There’s little point to the plot and little focus. There are criminals, but if you wanted any of the complexity that you’d find in a story like that of the film Four Lions (if you haven’t seen it, you must) – any of that darting between the lines of cold-blooded killers and tragically ridiculous losers – then forget it. This is just banana-skin-sliding slapstick. Most of the wittier lines – such as Darnley’s regular malapropisms – just become annoying by the second half. So too does the constant swearing. And why, while we’re at it, did Darnley and his wife Chrissie (Keeley Hawes) have to turn out to be brother and sister? It lent nothing to the plot. In fact, nothing lent much to a plot of any kind.

And yet, this is a genuinely funny show – thanks to one or two actors in particular who make it their own. Sheila Hancock – ah, Sheila Hancock. That woman can do no wrong, can she? She was the first female artistic director of the RSC, the first woman to direct at the Olivier Theatre at the National Theatre, played Mrs Lovett in the first ever London production of Sweeney Todd… and in hideous neon pink dressing gown, pyjamas and trainers, she is superb as matriarchal Emmie Packer. Never have I heard the word ‘cunt’ spoken with such juicy relish – whether as a profanity or otherwise.

And then there’s Lee Evans, who reminded me from the start of one of those Hanna Barbera cartoons that, having been smacked in the face with a mallet, get surrounded by tweeting birds and squiggly lines.
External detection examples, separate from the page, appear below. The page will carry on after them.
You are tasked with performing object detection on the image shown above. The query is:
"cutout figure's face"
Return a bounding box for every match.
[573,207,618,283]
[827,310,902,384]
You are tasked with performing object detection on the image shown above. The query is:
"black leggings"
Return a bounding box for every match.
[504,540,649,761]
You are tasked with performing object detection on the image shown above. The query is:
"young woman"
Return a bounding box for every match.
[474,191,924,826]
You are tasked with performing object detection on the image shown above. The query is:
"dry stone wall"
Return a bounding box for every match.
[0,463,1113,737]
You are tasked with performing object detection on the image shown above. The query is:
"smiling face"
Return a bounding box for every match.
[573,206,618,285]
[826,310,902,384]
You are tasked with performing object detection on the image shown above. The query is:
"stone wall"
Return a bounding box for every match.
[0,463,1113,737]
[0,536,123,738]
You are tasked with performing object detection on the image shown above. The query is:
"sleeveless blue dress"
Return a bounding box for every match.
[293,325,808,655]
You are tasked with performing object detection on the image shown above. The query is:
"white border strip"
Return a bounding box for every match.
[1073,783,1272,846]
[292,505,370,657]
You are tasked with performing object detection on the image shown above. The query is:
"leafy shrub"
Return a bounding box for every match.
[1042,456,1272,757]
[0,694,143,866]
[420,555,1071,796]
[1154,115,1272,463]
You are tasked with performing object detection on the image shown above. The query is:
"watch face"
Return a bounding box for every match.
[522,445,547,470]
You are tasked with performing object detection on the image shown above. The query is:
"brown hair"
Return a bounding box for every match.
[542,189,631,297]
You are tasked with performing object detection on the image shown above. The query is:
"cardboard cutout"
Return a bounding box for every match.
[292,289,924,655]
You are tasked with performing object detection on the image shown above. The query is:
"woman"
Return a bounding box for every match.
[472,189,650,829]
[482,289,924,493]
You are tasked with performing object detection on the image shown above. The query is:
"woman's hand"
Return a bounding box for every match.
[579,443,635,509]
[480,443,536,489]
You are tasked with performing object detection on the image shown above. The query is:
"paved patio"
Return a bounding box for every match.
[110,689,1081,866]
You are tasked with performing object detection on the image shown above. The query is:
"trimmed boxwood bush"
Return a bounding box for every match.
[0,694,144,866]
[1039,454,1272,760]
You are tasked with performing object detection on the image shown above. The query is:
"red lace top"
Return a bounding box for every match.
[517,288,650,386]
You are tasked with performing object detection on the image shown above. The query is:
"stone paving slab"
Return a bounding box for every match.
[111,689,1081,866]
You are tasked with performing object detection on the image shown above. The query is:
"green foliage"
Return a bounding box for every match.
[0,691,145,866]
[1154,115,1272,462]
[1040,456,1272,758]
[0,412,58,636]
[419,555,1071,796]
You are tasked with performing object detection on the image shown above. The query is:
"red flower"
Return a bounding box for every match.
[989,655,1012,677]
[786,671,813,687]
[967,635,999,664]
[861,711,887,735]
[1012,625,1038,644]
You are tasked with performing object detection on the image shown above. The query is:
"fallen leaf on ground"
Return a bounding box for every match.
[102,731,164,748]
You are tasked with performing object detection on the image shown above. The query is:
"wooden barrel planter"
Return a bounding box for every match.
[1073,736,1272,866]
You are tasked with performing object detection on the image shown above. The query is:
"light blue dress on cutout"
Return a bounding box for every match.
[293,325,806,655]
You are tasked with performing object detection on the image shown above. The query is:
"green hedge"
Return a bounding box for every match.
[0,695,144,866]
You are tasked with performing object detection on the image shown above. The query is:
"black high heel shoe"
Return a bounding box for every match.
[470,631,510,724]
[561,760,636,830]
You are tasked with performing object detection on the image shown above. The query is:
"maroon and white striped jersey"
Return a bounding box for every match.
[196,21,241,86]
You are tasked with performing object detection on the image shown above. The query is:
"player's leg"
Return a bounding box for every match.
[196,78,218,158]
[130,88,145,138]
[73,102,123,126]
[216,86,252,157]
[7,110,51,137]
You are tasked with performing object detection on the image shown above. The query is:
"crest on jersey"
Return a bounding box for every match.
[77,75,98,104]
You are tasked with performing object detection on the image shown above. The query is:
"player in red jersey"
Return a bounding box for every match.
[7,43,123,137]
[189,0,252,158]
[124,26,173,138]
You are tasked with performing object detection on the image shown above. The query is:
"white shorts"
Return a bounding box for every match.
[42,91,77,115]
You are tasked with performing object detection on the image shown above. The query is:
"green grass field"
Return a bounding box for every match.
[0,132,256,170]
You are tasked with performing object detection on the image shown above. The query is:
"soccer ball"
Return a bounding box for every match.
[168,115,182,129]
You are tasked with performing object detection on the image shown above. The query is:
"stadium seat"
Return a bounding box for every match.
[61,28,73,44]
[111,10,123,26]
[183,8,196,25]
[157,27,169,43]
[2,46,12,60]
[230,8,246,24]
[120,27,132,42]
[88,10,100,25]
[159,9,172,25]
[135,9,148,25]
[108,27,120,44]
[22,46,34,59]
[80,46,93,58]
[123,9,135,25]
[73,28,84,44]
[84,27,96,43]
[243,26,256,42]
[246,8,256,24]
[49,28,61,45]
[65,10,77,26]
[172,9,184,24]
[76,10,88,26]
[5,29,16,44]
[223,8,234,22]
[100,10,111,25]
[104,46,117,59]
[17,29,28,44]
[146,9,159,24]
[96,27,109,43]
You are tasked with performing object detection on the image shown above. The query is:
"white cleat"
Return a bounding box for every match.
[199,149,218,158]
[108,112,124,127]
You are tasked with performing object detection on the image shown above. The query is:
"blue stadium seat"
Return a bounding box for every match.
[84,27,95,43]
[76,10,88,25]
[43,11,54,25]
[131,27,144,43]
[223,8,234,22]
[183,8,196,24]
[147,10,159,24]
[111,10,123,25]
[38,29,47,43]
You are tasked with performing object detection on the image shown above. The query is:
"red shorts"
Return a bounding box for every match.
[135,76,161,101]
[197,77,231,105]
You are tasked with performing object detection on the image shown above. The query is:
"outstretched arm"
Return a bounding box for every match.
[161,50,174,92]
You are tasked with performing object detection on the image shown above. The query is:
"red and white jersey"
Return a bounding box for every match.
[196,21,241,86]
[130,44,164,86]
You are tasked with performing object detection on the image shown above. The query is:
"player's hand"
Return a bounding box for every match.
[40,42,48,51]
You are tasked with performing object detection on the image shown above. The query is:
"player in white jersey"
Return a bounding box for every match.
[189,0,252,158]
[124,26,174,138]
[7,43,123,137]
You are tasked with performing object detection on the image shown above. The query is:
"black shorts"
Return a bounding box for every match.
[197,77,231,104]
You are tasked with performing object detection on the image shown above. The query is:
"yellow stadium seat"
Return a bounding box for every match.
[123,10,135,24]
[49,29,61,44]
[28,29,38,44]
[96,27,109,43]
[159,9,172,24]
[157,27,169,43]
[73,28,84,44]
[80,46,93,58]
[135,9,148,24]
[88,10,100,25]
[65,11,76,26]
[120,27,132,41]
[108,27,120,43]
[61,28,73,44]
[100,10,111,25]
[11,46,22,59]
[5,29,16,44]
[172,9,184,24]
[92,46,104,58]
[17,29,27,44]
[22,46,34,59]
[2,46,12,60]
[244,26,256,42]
His goofy voice and gangly yet perfectly timed acrobatics (watch out for the slow-motion walk, and his ‘Spanish dance routine’ in the second half) made him adorably pathetic.

Keeley Hawes complimented both of them as a no-nonsense, stroppy Chrissie in towering heels and mini-dress – although there wasn’t much of a lead-up to the revelation that she was cheating on Darnley. And while Karl Johnson and Montserrat Lombard didn’t quite manage to breathe life into their fairly insubstantial roles in the same way Hancock and Evans did, they gave amusing enough performances.

The stage is a delight, adorned with tat from a golden spiral staircase to a lava lamp-style column of bubbles and a flashing jukebox in the corner. The costumes too were wonderfully – oh, come on, I’ve got to say it – chavvy.

As far as mindless amusement on a miserable winter’s evening is concerned, you could do far worse than book Barking In Dagenham. I hear there’s a ticket offer that comes with a glass of fizz thrown in. Or buy a bottle of perry or some pink cava for the interval and book your table at Garfunkel’s afterwards. Mint.